A SWOT analysis (strengths, weaknesses, opportunities, and threats) is an effective tool in evaluating the current situation in terms of BusinessObjects' internal competition. It is also a necessary first step in determining what product capabilities you can and should deliver and what benefits you will emphasize in promotions. Tables 4-1 and 4-2 give two sample SWOT analyses. The first one is a for a young data warehouse deployment in which BusinessObjects is not the only BI tool. The second one is for a mature BusinessObjects deployment that has stalled.
SWOT | Analysis |
---|---|
Strengths |
|
Weaknesses |
|
Opportunities |
|
Threats |
|
SWOT | Analysis |
---|---|
Strengths |
|
Weaknesses |
|
Opportunities |
|
Threats |
|
The goal with the situation analysis is to understand where you are today so that you can identify opportunities for improvement over the current situation and/or the competitive information sources. In both SWOT analyses, slow queries are a weakness that has caused a number of threats. Slow queries can be a major barrier for a successful implementation. In DataPro's 1999-2001 Business Intelligence and Data Warehousing User Survey, users rated performance as more important than ease of use when selecting a BI tool. I'm not surprised. Prior to BusinessObjects, users got their reports 'instantaneously' via a DSS or a spreadsheet or a printout. Okay, so the data may have been stale or inaccurate, but users weren't twiddling their thumbs waiting for a query to execute. With the ever greater immediacy the Internet provides, users will want to wait even less time to refresh a query.

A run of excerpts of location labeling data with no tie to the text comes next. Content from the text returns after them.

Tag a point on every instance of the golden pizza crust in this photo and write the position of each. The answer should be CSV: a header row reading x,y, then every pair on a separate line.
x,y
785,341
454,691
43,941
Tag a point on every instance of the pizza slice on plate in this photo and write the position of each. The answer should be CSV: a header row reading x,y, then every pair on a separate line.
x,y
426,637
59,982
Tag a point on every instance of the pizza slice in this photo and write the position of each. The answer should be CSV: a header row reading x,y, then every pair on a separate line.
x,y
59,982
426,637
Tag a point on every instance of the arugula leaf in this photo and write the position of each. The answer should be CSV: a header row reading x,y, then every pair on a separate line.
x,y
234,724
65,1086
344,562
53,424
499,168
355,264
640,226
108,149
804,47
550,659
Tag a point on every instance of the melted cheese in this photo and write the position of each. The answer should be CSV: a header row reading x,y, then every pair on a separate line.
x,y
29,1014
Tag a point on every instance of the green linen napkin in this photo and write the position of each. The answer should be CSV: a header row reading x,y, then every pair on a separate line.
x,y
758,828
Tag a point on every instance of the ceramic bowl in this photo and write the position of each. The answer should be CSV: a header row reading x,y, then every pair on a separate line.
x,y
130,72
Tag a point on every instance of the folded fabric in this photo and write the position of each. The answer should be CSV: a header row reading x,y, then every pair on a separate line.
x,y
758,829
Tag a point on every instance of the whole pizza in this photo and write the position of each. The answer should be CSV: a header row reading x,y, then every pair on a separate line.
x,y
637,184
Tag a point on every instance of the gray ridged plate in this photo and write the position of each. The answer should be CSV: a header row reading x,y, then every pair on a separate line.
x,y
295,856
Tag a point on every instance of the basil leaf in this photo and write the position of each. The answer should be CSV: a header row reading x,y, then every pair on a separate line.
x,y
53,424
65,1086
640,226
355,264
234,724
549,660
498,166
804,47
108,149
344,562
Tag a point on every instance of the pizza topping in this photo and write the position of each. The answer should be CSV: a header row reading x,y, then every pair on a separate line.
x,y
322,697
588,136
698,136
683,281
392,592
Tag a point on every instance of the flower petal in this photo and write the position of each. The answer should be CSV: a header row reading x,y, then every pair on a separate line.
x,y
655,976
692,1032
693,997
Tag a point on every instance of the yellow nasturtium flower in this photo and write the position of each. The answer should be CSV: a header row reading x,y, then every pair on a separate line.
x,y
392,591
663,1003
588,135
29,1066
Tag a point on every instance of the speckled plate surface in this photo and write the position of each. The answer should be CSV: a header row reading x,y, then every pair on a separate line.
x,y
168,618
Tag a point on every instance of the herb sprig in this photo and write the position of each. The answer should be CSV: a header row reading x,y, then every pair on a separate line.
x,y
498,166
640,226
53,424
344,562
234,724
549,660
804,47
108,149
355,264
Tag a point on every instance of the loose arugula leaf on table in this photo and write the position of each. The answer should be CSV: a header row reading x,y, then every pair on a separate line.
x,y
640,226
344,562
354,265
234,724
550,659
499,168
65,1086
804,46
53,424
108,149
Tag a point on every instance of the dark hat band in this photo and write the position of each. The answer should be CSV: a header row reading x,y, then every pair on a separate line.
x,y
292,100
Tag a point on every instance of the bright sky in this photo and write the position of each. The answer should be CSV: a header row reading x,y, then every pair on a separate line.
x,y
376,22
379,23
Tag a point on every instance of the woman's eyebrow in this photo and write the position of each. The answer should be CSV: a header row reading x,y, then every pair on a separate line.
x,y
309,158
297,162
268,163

While it is true that the majority of response time issues can be blamed on the data warehouse and not specifically on BusinessObjects, failure to fix these problems directly affects the success of BusinessObjects. Users will blame the tool they see, not the technology behind the scenes. Further, while it is up to the DBA to ensure the database is well-tuned with efficient indexes and summary tables, it is up to the universe designer to leverage them. Ensure universe objects frequently used in conditions do not contain advanced SQL commands that cause the index to be bypassed. Report authors must ensure standard reports use condition objects from indexed fields. When you can't improve the data source performance, then use other deployment methods to bypass the problem. Use Broadcast Agent to schedule and distribute reports. Based on the SWOT analysis in Table 4-2, implementing a MOLAP source may be a good approach for response time issues as well as complex calculations. But is the additional BI tool also a right choice, or is it simply an oversight that BusinessObjects or WebIntelligence (WebI) is not being used as the front-end tool to the MOLAP database?
In Table 4-2, one of the identified weaknesses was a large, unwieldy universe. Even IT professionals struggled to know which object to use when. Once the deployment team developed a more targeted universe, offered some standard reports, and promoted the resolutions and enhancements, usage increased significantly within a short period.